Fix memory leak by j3soon · Pull Request #73 · oxwhirl/pymarl

j3soon · 2020-07-03T14:53:12Z

In EpisodeRunner, the actions should either be detached from the computation graph or be converted into a numpy array before being stored into the replay buffer. In the original code, the entire computation graph for generating the action isn't released and consume unnecessary amount of memory.

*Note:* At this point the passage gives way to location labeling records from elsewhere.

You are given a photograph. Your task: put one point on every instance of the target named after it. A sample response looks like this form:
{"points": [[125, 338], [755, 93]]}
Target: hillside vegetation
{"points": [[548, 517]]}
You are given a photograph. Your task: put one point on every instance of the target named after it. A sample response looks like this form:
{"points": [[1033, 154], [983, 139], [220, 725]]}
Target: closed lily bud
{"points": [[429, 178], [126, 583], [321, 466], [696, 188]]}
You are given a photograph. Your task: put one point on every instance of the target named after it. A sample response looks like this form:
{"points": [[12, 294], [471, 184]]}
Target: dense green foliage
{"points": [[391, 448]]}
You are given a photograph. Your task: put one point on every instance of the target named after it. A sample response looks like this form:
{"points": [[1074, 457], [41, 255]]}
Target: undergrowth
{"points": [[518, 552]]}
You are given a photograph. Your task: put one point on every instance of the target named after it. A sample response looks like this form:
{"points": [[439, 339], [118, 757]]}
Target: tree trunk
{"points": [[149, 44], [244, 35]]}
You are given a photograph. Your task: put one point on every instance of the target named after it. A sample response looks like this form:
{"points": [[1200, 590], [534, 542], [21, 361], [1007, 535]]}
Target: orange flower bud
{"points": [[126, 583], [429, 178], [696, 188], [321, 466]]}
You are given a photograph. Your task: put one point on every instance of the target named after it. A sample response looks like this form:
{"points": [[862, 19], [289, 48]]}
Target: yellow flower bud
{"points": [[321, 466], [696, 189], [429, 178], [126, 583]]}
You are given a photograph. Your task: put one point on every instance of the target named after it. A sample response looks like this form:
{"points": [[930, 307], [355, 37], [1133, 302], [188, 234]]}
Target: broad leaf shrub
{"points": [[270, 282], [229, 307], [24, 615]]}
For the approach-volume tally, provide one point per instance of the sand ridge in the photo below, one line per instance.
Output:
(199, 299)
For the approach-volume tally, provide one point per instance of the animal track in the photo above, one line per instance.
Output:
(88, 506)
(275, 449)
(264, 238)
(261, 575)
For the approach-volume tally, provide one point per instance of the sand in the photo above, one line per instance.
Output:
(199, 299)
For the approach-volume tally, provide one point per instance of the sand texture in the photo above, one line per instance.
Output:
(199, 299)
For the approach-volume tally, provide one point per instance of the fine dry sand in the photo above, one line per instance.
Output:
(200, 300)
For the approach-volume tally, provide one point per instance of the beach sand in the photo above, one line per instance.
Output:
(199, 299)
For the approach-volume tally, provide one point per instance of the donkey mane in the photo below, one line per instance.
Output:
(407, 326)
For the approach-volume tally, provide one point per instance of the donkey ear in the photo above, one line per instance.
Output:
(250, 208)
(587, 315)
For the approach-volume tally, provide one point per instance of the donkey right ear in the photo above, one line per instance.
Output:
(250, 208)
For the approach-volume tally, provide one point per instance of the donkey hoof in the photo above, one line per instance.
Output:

And may cause OOM if the program has been ran for a long time.
In Logger, the stats should be cleared periodically to avoid accumulating unnecessary logs in the memory.

GoingMyWay · 2020-07-09T04:30:08Z

@j3soon Hi, this is an interesting issue. How many steps should be run to reproduce the OOM issue? Does it exist?

j3soon · 2020-07-09T08:12:52Z

For the memory leak in EpisodeRunner:

Running EpisodicRunner using QMIX with 8M steps using hidden layer with 512 neurons should reproduce the issue.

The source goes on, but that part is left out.